Decades later when living in an idyllic acre of native bush in Kohimarama, gardening featured only on the periphery of life from time to time when the children decided they wanted to grow something and small plots had to be laboriously hewn to enable them to do so.   I took as little interest as possible but dutifully cooked and ate the resulting pumpkin and broccoli.  

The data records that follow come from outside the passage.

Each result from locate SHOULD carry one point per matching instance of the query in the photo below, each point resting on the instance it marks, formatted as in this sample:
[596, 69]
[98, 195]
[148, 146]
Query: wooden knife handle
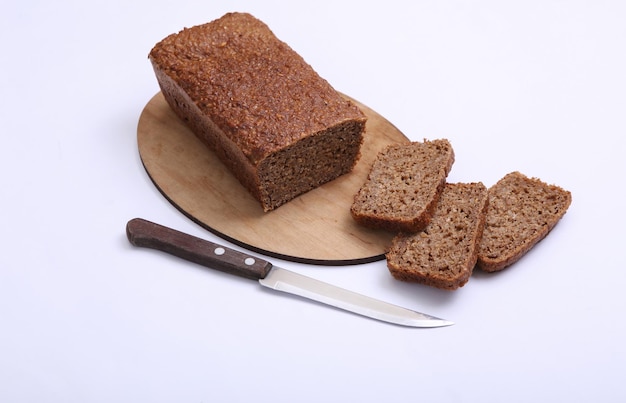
[147, 234]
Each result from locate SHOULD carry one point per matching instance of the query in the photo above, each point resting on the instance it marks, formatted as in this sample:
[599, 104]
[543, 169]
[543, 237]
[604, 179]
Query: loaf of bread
[403, 186]
[445, 253]
[522, 211]
[278, 126]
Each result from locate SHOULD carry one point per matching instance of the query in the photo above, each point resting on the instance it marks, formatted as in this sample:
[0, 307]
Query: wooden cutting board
[314, 228]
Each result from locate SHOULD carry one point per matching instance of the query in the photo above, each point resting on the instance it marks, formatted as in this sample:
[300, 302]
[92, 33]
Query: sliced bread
[444, 254]
[522, 211]
[403, 186]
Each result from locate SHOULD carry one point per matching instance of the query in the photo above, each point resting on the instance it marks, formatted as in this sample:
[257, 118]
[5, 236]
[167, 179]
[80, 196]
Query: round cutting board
[315, 227]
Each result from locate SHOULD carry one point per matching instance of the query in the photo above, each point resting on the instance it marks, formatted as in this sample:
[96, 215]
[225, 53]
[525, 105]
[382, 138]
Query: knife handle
[147, 234]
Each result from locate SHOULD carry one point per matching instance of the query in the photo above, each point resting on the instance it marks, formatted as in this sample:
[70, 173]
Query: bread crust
[522, 212]
[445, 253]
[253, 100]
[403, 186]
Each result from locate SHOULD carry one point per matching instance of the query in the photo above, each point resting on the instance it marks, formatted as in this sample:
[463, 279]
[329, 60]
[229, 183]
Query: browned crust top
[260, 92]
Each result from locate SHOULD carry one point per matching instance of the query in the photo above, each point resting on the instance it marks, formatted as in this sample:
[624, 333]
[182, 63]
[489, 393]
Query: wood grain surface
[314, 228]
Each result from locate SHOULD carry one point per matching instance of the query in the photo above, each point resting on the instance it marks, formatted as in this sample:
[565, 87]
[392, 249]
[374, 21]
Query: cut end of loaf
[522, 211]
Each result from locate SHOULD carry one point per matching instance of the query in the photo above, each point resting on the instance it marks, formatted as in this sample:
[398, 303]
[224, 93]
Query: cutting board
[314, 228]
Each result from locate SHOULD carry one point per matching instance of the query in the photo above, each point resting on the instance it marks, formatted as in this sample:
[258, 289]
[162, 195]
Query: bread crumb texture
[403, 186]
[279, 127]
[521, 212]
[444, 254]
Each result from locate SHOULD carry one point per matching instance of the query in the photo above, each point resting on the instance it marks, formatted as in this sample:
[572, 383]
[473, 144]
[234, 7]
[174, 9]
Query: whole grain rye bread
[444, 254]
[522, 211]
[279, 127]
[403, 186]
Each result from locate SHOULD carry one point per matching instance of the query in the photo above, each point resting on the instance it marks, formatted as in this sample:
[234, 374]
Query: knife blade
[144, 233]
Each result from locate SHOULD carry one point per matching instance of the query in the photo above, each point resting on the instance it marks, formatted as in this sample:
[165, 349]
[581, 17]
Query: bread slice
[445, 253]
[403, 186]
[279, 127]
[522, 211]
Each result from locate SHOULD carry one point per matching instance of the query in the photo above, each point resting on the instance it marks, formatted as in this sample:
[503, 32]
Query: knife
[147, 234]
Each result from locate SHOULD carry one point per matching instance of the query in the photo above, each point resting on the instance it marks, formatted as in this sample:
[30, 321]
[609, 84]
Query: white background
[537, 86]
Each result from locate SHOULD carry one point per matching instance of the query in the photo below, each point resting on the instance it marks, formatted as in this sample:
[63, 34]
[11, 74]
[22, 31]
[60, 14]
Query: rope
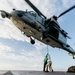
[47, 50]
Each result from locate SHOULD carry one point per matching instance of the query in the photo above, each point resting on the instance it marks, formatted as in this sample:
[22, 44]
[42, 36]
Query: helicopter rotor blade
[4, 14]
[34, 8]
[66, 11]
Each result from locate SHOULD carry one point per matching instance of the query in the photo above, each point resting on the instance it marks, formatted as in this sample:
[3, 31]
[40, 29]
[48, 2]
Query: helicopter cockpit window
[32, 13]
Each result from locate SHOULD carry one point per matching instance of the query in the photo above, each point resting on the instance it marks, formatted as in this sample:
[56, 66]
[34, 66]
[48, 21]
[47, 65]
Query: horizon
[16, 51]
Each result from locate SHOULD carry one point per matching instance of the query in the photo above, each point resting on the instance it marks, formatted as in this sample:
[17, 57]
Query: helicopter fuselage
[34, 25]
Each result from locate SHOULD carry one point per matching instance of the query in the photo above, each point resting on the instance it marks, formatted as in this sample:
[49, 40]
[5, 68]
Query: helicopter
[36, 25]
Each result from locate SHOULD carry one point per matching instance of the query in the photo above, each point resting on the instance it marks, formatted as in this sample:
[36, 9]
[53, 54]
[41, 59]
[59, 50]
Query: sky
[16, 52]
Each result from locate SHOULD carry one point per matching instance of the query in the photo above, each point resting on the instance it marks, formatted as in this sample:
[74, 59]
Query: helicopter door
[53, 32]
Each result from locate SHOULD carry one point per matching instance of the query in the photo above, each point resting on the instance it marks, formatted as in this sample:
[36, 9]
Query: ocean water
[34, 73]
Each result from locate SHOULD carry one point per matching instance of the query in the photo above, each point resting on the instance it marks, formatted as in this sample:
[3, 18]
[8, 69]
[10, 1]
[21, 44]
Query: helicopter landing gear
[32, 41]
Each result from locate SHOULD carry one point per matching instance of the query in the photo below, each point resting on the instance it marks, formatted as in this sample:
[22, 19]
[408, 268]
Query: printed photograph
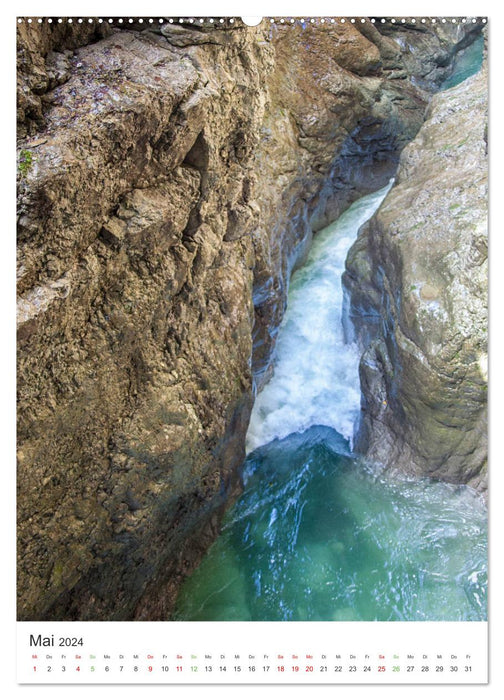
[252, 319]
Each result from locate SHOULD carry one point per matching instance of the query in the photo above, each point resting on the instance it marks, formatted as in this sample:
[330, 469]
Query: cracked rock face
[417, 278]
[169, 181]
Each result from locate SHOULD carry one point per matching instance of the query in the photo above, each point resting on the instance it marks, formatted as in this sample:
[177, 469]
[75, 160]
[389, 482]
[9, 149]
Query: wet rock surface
[169, 181]
[417, 279]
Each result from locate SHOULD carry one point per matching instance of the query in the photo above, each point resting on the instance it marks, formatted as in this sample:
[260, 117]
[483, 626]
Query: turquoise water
[316, 535]
[468, 62]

Moving into this City Fringe Cutting Edge Complex once all three had definitely moved on into adult lives in various parts of the world, gardening could not have been further from my mind.   In fact it only crossed my consciousness when I noticed how others managed to make their Parnell mini-courtyards burst into radiance on a regular basis.   I needed to emulate them and so I put Himself in charge of the project and dutifully trailed behind him at the garden centre only occasionally demanding particular pieces of plant life which largely centred around the dramatic and formidable Yucca.   The information sheet warned that the Yucca was not altogether suitable as a patio plant because of the horrendous damage it could wreak upon the eyes of the unwary but I was able to ignore that advice until it actually happened.    Even then the Yucca wasn’t banished, simply treated with a great deal more respect.   Generally our courtyard was a moderate blaze of glory via Marigolds and Petunias and various other species that were reasonably drought and pest resistant together with a sensible range of kitchen herbs. 

I first noticed the difference some weeks after Himself died and I began to emerge from that initial distortion of normal life that extreme grief brings.  The Auckland Spring still hovered ahead of Summer when I sidled into Kings Garden Centre just as it opened and attempted to look confident among the astonishingly robust octogenarians collecting plant life following their regular morning summer or winter Orakei Bay swims.   I loaded my trolley with Petunias, the only patio plant I still actually recognised and then nervously checked the labels just to make sure.  An hour later and unduly anxious about the technicalities of the actual planting process I opted to simply place the Petunias in their allocated spots still in their plastic pots.

    A day or two passed before I admitted to myself that they did not look quite as eye catching as I had hoped and I hit upon what at the time seemed the brilliant idea of supplementing them with a range of plastic companions from the Two Dollar Shop.  A mere twenty-two dollars awarded me an astonishing array of blooms that appeared to have started life in the depths of the Amazon.   These I unhesitatingly and confidently planted in and around my slightly bemused looking Petunias.  Within an enviably short space of time and for very little cost I had become a courtyard horticulturist to be reckoned with and over the summer many an admiring comment was passed by impressed neighbours.    At times admittedly this was just a little embarrassing.     

          It has become rather more awkward since the sudden descent of winter which my Petunias greeted with a humiliating lack of resilience.   The comments from the keenest gardeners around me are now coming thick and fast, all impressed with my ability to tend and cultivate the vivid crop of tropical blossoms.   My aptitude for gardening is fast and alarmingly becoming legend!